Jackson county reports fake voter registration forms

Saturday, October 11, 2008 | 6:07 p.m. CDT; updated 10:56 a.m. CST, Wednesday, February 3, 2010

The Association for Community Organizations for Reform Now, ACORN, is not under investigation by Missouri officials in connection with voter fraud in Kansas City. Any further investigation would have to be done by a U.S. attorney or prosecuting attorney in Jackson County. A previous headline incorrectly stated the group's status.

JEFFERSON CITY — A group trying to increase voter registration has come into the national spotlight after allegations of fraudulent registration forms have surfaced in multiple states.

The Jackson County Election Board has accused the Association of Community Organizations for Reform Now, or ACORN, of filing falsified registration forms.

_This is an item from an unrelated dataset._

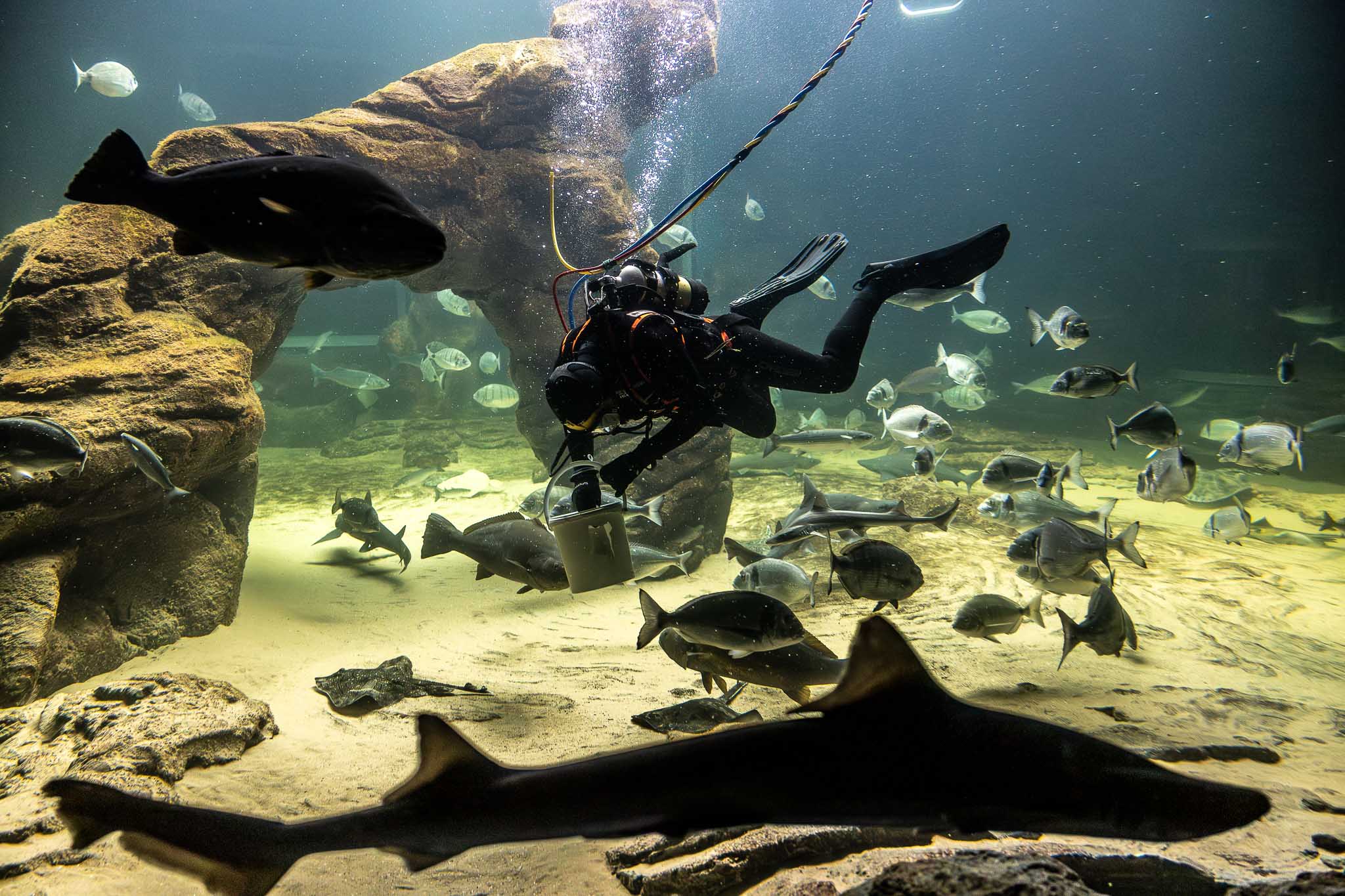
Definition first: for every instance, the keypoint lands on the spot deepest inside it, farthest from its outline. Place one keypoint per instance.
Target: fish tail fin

The election board is reporting 100 duplicate applications and 280 with fake information in Kansas City, Charlene Davis, co-director of the board, told The Associated Press on Friday.

"Due to the diligent efforts of the staff in Jackson County, these applications were identified before they were placed on the voter rolls," Secretary of State Robin Carnahan said in a news release. Carnahan, a Democrat, is running for re-election this year.

A spokesman for the secretary of state's office, Ryan Hobart, said he has told the board to work with the U.S. attorney or a local prosecutor to determine if any laws were violated.

"They (ACORN) are not associated with the state," Hobart said. "They're an independent, nonprofit group. They have no association to our office or the state of Missouri."

Although Hobart said the verification process is working, Republican candidate for secretary of state Mitch Hubbard said, "The system is not working."

Missouri laws allow organizations to use paid employees, instead of volunteers, to register voters.

"They hire people," Davis said of ACORN in an interview with the Missourian. "They pay them. They give them quotas, and the end result is that they complete forms with fictitious names."

Hubbard said if he were elected secretary of state, he would work with the legislature to prohibit organizations from paying workers to register voters to avoid the problems the state has encountered with ACORN.

"It's in the very nature of ACORN," Hubbard said. "They pay people per registration form, so it makes sense people are going to turn in fake applications."

Similar problems have occurred in Boone County in the past with organizations hiring workers to gather signatures on petitions, County Clerk Wendy Noren said. Noren said she once found her father's name on one of the petitions submitted to her office, even though her father has been dead for six years.

ACORN has not been as active in Boone County as it was during the 2004 election season, Noren said.